Kayb Carpenter Joseph

Kayb has been drawing, sewing, dreaming, building, and arranging since childhood. Her curiosity about the world has taken her through various media and across many continents. As a third generation artist she has an innate sense of the beautiful and a keen sense of craft. As a fourth generation international traveler she is an adventuress ever curious about new people and places. She grew up in a rural community in the mountains of Oregon which developed her commitment to place and community. Reflective by nature her work is inspired by her experiences of people, place, and her maker.

Art is my way of being curious about the world, figuring things out, and talking to others about it.

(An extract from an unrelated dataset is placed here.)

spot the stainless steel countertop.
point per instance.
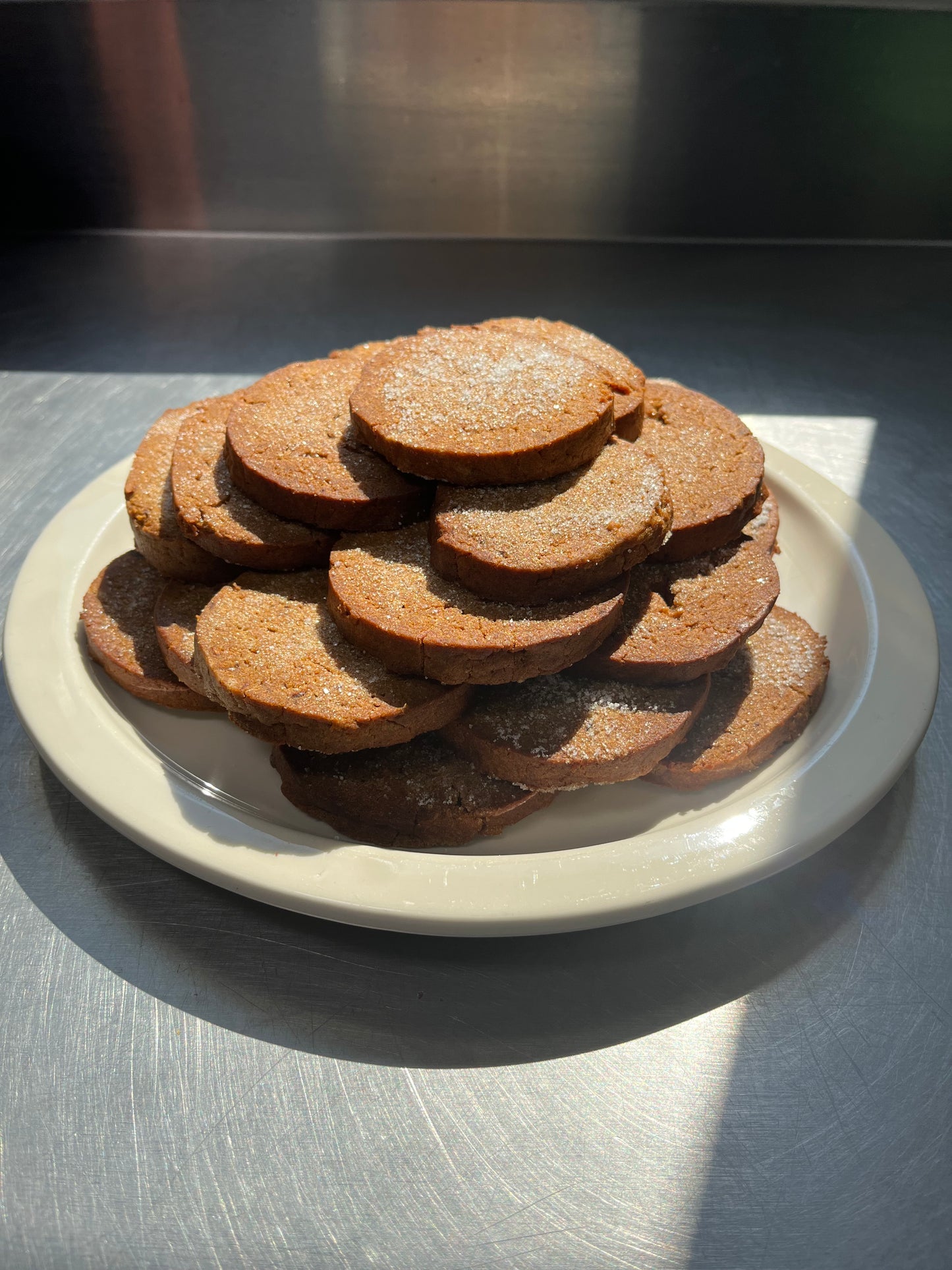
(757, 1083)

I experience life as a constant tension between polarities: Reaching for the sacred but mired in the profane; loving this place and these people but feeling an unrelenting homesickness for a place I've never been; beguiled by beauty yet uncomfortably aware of impending tragedy; nurturing the intentional and reflective life while living in a world of immediate gratification and the practical. Thus, I often feel disoriented. My art flows from this disorientation and my rooted loves--another polarity.

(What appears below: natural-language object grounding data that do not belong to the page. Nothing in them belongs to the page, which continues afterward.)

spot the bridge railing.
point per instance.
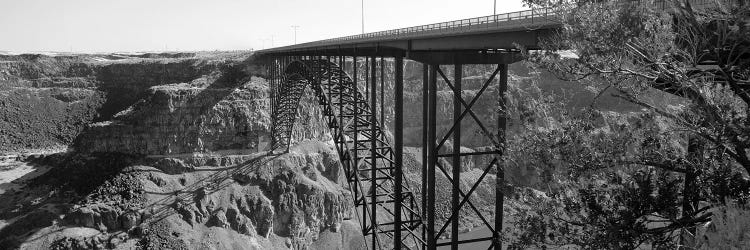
(492, 21)
(519, 19)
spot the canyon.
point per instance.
(170, 150)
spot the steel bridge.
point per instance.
(388, 209)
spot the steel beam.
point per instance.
(500, 177)
(398, 144)
(432, 157)
(456, 154)
(425, 149)
(373, 149)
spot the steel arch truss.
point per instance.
(364, 149)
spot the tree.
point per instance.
(663, 171)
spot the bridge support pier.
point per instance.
(385, 207)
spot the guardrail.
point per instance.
(541, 16)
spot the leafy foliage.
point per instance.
(650, 178)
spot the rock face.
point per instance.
(185, 119)
(47, 101)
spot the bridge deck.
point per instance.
(495, 32)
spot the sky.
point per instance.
(193, 25)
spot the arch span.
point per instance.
(363, 148)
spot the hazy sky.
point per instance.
(157, 25)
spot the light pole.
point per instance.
(295, 33)
(363, 16)
(494, 11)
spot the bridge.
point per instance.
(391, 212)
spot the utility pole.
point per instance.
(363, 16)
(295, 33)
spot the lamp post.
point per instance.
(363, 16)
(295, 33)
(494, 10)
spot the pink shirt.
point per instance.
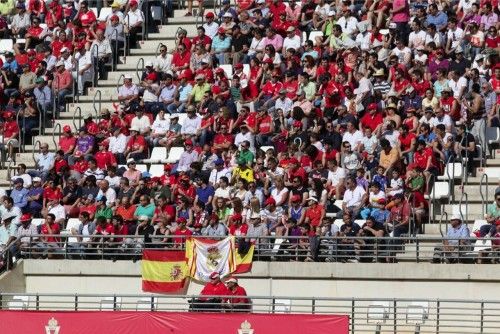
(403, 15)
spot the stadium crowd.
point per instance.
(292, 113)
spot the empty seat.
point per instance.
(378, 311)
(453, 170)
(417, 312)
(156, 170)
(175, 154)
(19, 303)
(108, 304)
(157, 155)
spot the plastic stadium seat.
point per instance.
(108, 303)
(19, 303)
(417, 312)
(175, 154)
(454, 169)
(282, 305)
(440, 190)
(144, 304)
(157, 155)
(156, 170)
(478, 223)
(228, 69)
(378, 311)
(105, 11)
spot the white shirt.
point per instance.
(353, 197)
(348, 25)
(134, 17)
(110, 196)
(335, 176)
(353, 138)
(118, 144)
(211, 29)
(164, 64)
(293, 43)
(142, 123)
(191, 125)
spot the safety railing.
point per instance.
(139, 65)
(484, 197)
(97, 104)
(78, 111)
(366, 315)
(275, 248)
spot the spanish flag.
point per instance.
(163, 270)
(244, 262)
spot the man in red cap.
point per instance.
(209, 299)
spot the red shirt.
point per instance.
(105, 159)
(371, 121)
(52, 194)
(65, 143)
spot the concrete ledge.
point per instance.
(286, 270)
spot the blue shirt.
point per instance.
(20, 197)
(440, 20)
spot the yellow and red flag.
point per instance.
(163, 271)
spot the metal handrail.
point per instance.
(33, 151)
(122, 76)
(56, 129)
(483, 201)
(140, 61)
(97, 110)
(79, 110)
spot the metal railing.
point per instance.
(274, 248)
(366, 315)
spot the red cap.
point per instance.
(25, 218)
(152, 76)
(270, 201)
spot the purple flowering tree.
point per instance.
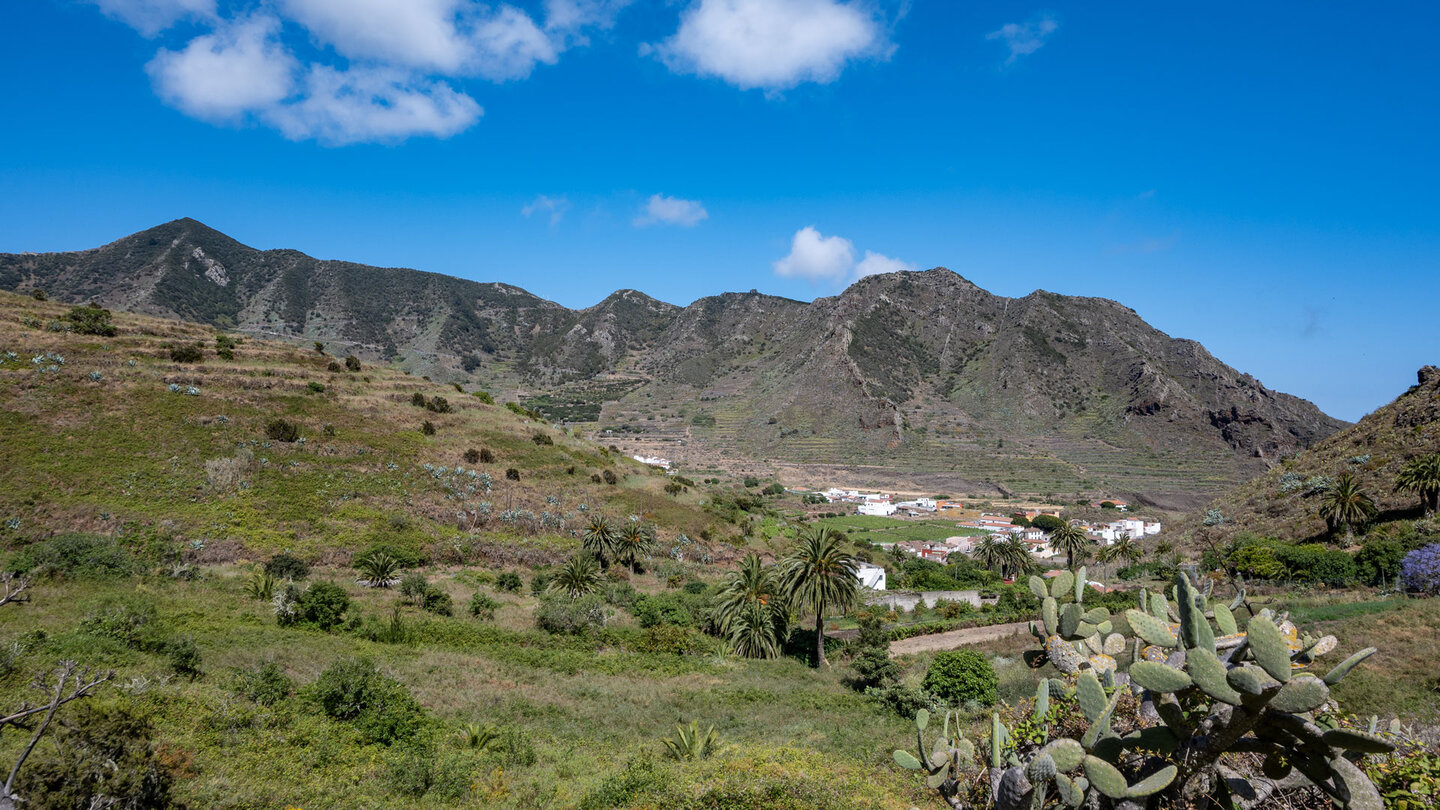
(1422, 570)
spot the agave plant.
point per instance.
(379, 570)
(690, 744)
(578, 577)
(261, 585)
(478, 737)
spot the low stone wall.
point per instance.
(907, 600)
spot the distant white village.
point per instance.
(1014, 525)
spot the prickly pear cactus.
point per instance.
(1204, 689)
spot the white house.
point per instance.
(870, 577)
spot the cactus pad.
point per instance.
(1090, 695)
(1305, 693)
(1159, 678)
(1210, 675)
(1360, 741)
(1151, 629)
(1342, 669)
(1106, 777)
(1269, 646)
(1154, 783)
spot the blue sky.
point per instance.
(1260, 177)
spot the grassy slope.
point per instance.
(588, 712)
(92, 454)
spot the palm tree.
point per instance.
(1070, 539)
(1347, 505)
(578, 577)
(818, 575)
(1422, 477)
(1014, 558)
(599, 539)
(752, 613)
(630, 544)
(990, 554)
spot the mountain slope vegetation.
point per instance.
(916, 371)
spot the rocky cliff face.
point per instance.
(920, 369)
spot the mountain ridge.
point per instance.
(920, 369)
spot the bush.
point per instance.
(81, 557)
(903, 701)
(483, 607)
(287, 567)
(185, 657)
(438, 603)
(414, 587)
(559, 614)
(323, 606)
(265, 685)
(961, 676)
(102, 755)
(379, 706)
(90, 320)
(282, 430)
(1420, 570)
(187, 353)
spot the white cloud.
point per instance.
(671, 211)
(154, 16)
(343, 107)
(447, 36)
(771, 43)
(817, 258)
(833, 260)
(874, 264)
(221, 77)
(1024, 39)
(542, 203)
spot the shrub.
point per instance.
(81, 557)
(90, 320)
(414, 587)
(187, 353)
(438, 603)
(483, 607)
(265, 685)
(560, 614)
(324, 606)
(185, 657)
(1420, 570)
(287, 567)
(379, 706)
(104, 755)
(961, 676)
(282, 430)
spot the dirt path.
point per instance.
(956, 639)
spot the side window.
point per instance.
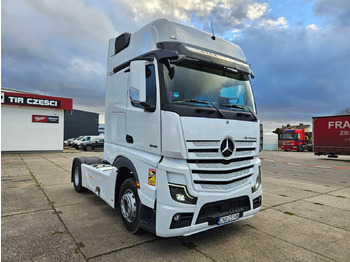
(150, 88)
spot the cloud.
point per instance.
(56, 48)
(312, 27)
(336, 11)
(280, 22)
(256, 10)
(59, 48)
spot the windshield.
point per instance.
(289, 136)
(221, 88)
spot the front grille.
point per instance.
(212, 171)
(211, 212)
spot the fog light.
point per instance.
(177, 218)
(180, 197)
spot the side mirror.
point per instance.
(137, 88)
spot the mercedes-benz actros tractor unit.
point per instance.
(182, 136)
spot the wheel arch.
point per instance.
(126, 169)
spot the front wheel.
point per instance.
(129, 203)
(77, 177)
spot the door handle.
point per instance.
(129, 139)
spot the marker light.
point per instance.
(179, 194)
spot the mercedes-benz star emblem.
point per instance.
(227, 146)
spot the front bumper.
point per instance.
(209, 208)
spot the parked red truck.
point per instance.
(294, 139)
(331, 135)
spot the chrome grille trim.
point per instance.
(212, 171)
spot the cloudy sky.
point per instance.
(299, 49)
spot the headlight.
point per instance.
(179, 194)
(257, 182)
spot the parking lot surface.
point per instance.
(305, 216)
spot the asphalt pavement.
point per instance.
(305, 216)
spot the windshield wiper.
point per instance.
(206, 102)
(241, 107)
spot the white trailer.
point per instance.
(182, 137)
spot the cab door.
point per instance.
(143, 118)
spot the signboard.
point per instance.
(19, 99)
(45, 119)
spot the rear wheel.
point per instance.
(129, 203)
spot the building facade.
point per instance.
(32, 122)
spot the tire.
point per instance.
(129, 203)
(77, 182)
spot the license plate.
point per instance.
(228, 219)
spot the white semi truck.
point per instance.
(182, 137)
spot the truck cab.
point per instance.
(181, 131)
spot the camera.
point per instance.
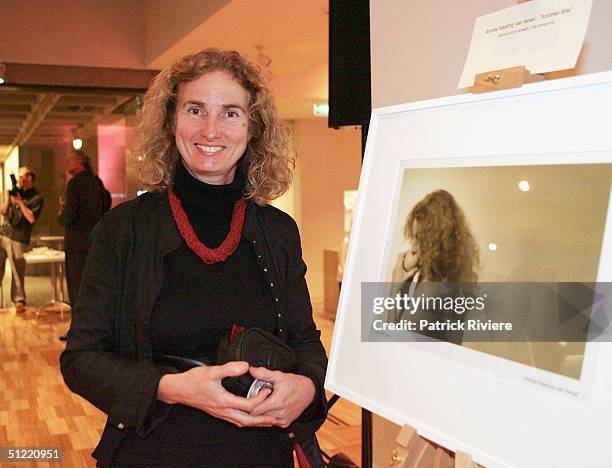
(15, 189)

I am ever fascinated by embodiment. I trained as a classical sculptor to understand the body and what makes it one of the most beautiful creations on earth. That fascination has grown into the use of space and visual metaphor to explore the social, psychological, and spiritual experience of embodiment. It sounds rather weighty and profound, really its just me processing my experiences and hoping it will create a point of mutual understanding and communication between myself and the viewer. An effort to be intimate in a world that makes us feel alone.

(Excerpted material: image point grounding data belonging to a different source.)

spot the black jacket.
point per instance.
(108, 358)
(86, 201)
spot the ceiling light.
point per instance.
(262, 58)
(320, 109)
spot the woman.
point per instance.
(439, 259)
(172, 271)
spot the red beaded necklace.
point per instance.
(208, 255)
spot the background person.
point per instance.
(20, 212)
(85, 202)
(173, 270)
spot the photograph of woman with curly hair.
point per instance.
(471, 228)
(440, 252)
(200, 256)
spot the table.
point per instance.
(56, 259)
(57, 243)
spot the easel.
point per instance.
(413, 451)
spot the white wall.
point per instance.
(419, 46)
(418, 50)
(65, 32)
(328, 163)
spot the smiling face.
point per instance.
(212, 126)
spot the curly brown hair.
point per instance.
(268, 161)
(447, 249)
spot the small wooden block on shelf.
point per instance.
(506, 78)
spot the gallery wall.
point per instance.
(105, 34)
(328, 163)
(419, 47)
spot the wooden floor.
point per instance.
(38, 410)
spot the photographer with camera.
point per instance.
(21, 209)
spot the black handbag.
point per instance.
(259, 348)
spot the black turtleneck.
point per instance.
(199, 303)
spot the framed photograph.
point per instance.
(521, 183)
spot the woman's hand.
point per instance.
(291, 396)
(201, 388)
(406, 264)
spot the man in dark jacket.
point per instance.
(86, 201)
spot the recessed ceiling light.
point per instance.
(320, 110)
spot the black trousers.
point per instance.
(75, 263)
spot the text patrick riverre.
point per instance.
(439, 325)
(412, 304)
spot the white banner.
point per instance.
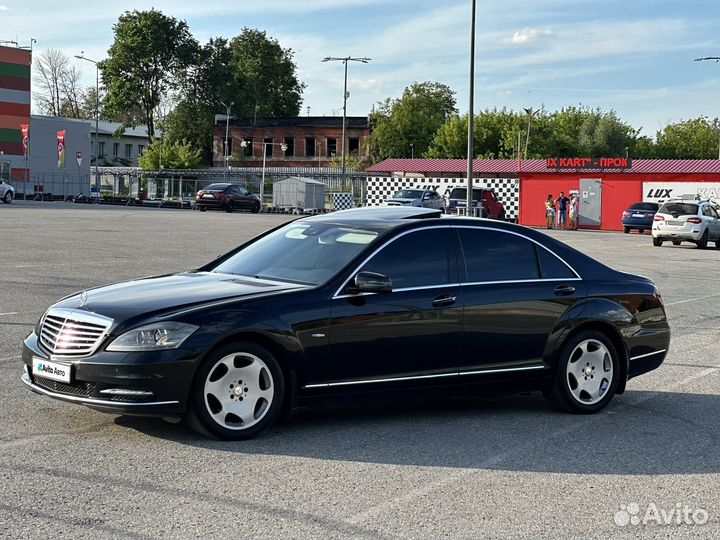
(659, 192)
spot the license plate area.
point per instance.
(52, 370)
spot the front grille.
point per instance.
(66, 332)
(84, 389)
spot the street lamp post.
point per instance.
(265, 144)
(345, 60)
(81, 56)
(226, 153)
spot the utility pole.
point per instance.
(345, 60)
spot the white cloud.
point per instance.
(528, 35)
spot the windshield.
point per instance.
(408, 194)
(645, 206)
(679, 209)
(461, 193)
(307, 253)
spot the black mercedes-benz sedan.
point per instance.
(355, 303)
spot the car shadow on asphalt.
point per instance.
(639, 433)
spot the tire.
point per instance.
(586, 375)
(237, 373)
(702, 243)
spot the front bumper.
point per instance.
(154, 383)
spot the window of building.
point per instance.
(249, 145)
(331, 147)
(310, 146)
(354, 146)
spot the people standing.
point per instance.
(562, 203)
(550, 211)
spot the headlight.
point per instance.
(153, 337)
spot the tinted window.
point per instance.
(680, 209)
(551, 267)
(645, 206)
(417, 259)
(498, 256)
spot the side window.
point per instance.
(418, 259)
(551, 267)
(497, 256)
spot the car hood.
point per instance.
(125, 300)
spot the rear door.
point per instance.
(514, 293)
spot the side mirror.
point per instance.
(370, 282)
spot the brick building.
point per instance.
(311, 141)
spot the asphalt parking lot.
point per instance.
(501, 467)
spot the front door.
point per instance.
(590, 202)
(413, 331)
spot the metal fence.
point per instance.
(180, 186)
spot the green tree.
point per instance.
(406, 126)
(691, 139)
(146, 60)
(175, 155)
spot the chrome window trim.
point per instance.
(449, 226)
(647, 354)
(88, 401)
(419, 377)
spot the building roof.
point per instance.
(356, 122)
(507, 166)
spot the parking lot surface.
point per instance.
(487, 467)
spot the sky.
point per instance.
(631, 56)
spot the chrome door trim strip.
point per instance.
(449, 226)
(647, 354)
(418, 377)
(88, 401)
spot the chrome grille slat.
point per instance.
(66, 332)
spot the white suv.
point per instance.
(682, 220)
(7, 192)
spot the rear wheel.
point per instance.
(237, 392)
(702, 243)
(587, 374)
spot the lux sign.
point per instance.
(589, 163)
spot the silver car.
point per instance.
(682, 220)
(7, 192)
(427, 198)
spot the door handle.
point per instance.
(444, 300)
(564, 290)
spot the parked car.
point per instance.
(457, 198)
(7, 192)
(228, 197)
(427, 198)
(639, 216)
(683, 220)
(361, 302)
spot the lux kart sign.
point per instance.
(660, 192)
(589, 163)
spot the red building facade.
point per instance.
(309, 141)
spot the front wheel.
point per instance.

Other times, I make work for the shear pleasure of it. Just because I am interested in an idea or an image or I find something beautiful. I want to see something in my head in the world, to be a harbinger of beauty. There is nothing intentionally profound about it except that I have a love for something and I get intrigued. Often my best work begins here. I suppose that is the well spring of all good work, no matter the vocation. I suppose if there is anything that I suffer from its that I possess too much Love, Creativity, and Curiosity. Its the part of me that is still a child. In this way, I hope I never grow up, though I hope my art will.